The press had a public responsibility, often overlooked, as the newspapers and other press outlets were also businesses having to consider profits and losses. In pre-Revolutionary times, little capital was required to establish a hand press and print truth for fellow citizens, but now that investment was very large and was growing larger. Most publishers had no control over the price of their primary raw material, newsprint, as Canadian suppliers of the bulk of the market had repeatedly increased the price since the end of World War II.

Senator Joseph McCarthy had, several times, sought to intimidate advertisers from placing their ads in publications which criticized him, specifically aiming attacks against Time and the Milwaukee Journal. Increasingly, such pressures were being used against not only the print press but also television and radio, the latter having shown less courage than newspapers, often caving to the first hint of opposition, leaving an atmosphere of "timid conformity". The fear of Communism was being exploited to suppress the slightest variation from rigid orthodoxy in opinions. He posits that if expression of opinion were allowed to be thus constricted, the free press as an institution would have forgone its primary responsibility, becoming nothing more than a merchandising operation, susceptible to Government control and regulation as any other profit-making enterprise.

But, he points out, responsible leaders in the press were focusing on those issues. The previous January, the publisher of the Providence Journal-Bulletin, Sevellon Brown, speaking at the University of Michigan, had insisted that a newspaper had the "right to be wrong". He indicated that it was, in fact, a duty to put forth unpopular individual dissent against overwhelming mass opinion in times of tension and crisis, as well as in normal times. He indicated that the newspaper would not only lose its strength and influence but would die if it forfeited defense of the right to dissent.

The Congressional Quarterly looks at the amendment introduced by Senators John W. Bricker of Ohio and Arthur Watkins of Utah to require more than Senate ratification by two-thirds of the membership for treaties, proposing that for implementation of both treaties and executive agreements, majority approval of both houses of Congress would be required, in addition to the two-thirds Senate approval for ratification.

The Quarterly indicates that under the original Articles of Confederation, the national government could do no more than insist that the states observe national treaties made with foreign countries, such as Britain.
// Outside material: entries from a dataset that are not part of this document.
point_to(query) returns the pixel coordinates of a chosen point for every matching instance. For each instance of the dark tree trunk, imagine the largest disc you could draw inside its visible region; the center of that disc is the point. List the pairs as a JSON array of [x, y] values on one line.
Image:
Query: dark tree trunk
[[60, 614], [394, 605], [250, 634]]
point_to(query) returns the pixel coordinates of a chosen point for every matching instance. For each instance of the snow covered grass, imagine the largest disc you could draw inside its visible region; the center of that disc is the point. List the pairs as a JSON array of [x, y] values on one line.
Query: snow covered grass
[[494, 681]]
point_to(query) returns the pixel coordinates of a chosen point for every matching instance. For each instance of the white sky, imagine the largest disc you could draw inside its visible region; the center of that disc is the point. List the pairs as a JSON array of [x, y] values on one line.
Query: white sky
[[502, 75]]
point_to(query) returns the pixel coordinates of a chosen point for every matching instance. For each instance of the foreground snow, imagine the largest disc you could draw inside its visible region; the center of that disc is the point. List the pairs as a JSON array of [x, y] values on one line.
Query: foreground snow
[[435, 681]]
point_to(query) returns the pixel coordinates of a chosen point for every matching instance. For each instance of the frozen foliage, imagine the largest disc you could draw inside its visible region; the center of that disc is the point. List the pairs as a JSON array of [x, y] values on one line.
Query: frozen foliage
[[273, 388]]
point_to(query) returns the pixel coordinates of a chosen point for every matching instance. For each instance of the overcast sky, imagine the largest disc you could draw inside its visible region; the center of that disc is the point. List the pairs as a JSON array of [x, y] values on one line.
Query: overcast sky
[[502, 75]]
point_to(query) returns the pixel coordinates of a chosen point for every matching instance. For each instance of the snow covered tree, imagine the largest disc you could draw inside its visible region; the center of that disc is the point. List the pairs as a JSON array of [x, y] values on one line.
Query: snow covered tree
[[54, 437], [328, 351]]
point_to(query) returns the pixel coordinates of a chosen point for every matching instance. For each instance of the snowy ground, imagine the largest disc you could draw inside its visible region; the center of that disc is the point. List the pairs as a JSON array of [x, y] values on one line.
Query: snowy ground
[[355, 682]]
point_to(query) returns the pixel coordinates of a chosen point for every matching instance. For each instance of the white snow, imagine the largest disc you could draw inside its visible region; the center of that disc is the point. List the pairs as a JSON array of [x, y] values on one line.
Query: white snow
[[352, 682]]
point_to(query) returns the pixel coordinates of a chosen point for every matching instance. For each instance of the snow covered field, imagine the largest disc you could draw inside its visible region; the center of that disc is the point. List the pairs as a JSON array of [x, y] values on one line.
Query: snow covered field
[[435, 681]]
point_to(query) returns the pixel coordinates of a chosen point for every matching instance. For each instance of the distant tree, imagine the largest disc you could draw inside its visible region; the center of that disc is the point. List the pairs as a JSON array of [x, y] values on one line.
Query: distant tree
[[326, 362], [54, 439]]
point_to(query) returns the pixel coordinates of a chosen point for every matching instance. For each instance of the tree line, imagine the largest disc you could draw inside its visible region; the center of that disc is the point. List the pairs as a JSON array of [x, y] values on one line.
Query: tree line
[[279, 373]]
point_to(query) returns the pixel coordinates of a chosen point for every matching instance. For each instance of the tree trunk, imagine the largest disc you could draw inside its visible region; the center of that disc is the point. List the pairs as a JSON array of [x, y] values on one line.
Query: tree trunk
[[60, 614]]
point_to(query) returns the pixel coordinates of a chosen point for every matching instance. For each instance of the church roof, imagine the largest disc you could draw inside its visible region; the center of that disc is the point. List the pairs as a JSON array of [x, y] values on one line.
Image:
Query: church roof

To end that troublesome situation, the Constitution, under Article VI, Section 2, made treaties, along with the Constitution and Federal laws, the supreme law of the land—the so-called Supremacy Clause. The Founders had also included the two-thirds Senate ratification requirement, after less than a year before, the Southern states had barely defeated a proposed treaty which would have provided commercial advantages from Spain for the Northern states at the price of closing the Mississippi River to American commerce.

It points out that proposed U.N. treaties, such as the convention on human rights, had revived the controversy over Federal treaty commitments which might invade state, local or individual rights, leaving the issue, as in 1787 when the Constitution was originally put forward to the states for ratification, being the boundary between authoritative foreign relations and the domestic interests which they impact.

A poem, of a sort, appears from the Kingsport (Tenn.) Times, imparting good advice:

"If you've got a fliquor in your tiquor
Stay away from kiquor liquor
Nothing will make you siquor quiquor."

But if you're a dumb sucker,
Cannot resist a bum's pucker,
Go ahead and douse your souse,
As you grouse 'bout the Gov'ment louse.